BUDAPEST — A leader of Egypt’s top secular party says the Sept. 11, 2001, terrorist attacks were “made in the USA,” the Holocaust is “a lie” and Anne Frank’s memoir is “a fake” — comments sure to roil the post-revolution political debate in the Arab world’s most populous country.
Ahmed Ezz El-Arab, a vice chairman of Egypt's Wafd Party, made the remarks in an exclusive interview with The Washington Times last week while in the Hungarian capital attending the Conference on Democracy and Human Rights.
He denied that the Nazis killed 6 million Jews during World War II.
“The Holocaust is a lie” Mr. Ezz El-Arab said. “The Jews under German occupation were 2.4 million. So if they were all exterminated, where does the remaining 3.6 million come from?”
Mr. Ezz El-Arab said he accepted that the Nazis killed “hundreds of thousands” of Jews. “But gas chambers and skinning them alive and all this? Fanciful stories,” he added. [AUDIO: On the Holocaust]
Mr. Ezz El-Arab also attacked the authenticity of “The Diary of Anne Frank,” which he said he studied as a doctoral student in Stockholm. “I could swear to God it’s a fake,” the Wafd leader said. “The girl was there, but the memoirs are a fake.”
Established in 1919 and disbanded in 1952, the Wafd Party was refounded in 1983 under reforms instituted by then-President Hosni Mubarak to allow token opposition to his dominant National Democratic Party.
After Mr.
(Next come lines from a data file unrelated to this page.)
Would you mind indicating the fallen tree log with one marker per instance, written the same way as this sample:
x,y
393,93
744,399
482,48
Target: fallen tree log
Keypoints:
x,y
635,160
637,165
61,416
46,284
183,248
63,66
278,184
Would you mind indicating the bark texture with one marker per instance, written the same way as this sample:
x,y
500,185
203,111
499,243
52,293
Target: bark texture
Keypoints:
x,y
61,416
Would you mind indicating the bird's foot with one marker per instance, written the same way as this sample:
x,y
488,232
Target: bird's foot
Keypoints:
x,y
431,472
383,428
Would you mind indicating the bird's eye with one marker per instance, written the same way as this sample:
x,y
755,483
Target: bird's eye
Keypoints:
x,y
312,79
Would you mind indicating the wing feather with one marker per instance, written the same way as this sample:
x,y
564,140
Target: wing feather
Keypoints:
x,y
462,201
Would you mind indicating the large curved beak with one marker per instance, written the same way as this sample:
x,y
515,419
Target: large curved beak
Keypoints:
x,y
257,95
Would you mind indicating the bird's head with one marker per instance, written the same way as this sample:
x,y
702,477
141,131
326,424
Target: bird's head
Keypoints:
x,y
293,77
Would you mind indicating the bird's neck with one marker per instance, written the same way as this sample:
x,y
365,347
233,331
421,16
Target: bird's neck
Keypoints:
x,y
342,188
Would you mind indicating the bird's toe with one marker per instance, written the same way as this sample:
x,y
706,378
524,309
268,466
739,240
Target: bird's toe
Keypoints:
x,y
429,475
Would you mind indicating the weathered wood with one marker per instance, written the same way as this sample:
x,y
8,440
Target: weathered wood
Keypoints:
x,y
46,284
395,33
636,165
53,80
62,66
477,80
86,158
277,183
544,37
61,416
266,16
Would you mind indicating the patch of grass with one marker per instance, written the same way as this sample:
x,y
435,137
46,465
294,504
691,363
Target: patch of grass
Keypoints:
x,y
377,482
Mubarak’s ouster in February, Wafd emerged as arguably the second-most powerful political party to the Muslim Brotherhood, a formerly banned Islamist group.
Last month, Wafd announced it would run jointly with the Brotherhood and 16 other blocs in September’s parliamentary elections to present a united front as Egypt forges a new government.
“For four years, in alliance, we can build a constitution based on certain principles that guarantee human rights, citizenship, no religious trend whatsoever,” Mr. Ezz El-Arab said. “Once this is established, everybody can go to the ballot box and try his luck.”
Many in Israel have expressed concern that a democratic Egypt might cancel its 1979 peace treaty with Israel.
But Mr. Ezz El-Arab, who chairs Wafd’s foreign-relations committee, said there is “no chance at all” that would happen. “Egypt will not go to war unless it’s attacked,” he said.
As for Iran, with whom Egypt is normalizing relations, Mr. Ezz El-Arab assailed President Mahmoud Ahmadinejad, who also has denied the Holocaust.
“He’s a hateful character, so whatever he says can be criticized,” the Wafd leader said. “What he says about the Holocaust is true, but he doesn’t say it because it’s true. He says it out of hatred to the Israeli state.”
Mr. Ahmadinejad hosted a Holocaust-denial conference in 2006 to protest the ban in many European countries on questioning the Nazi genocide — laws that Mr. Ezz El-Arab criticized.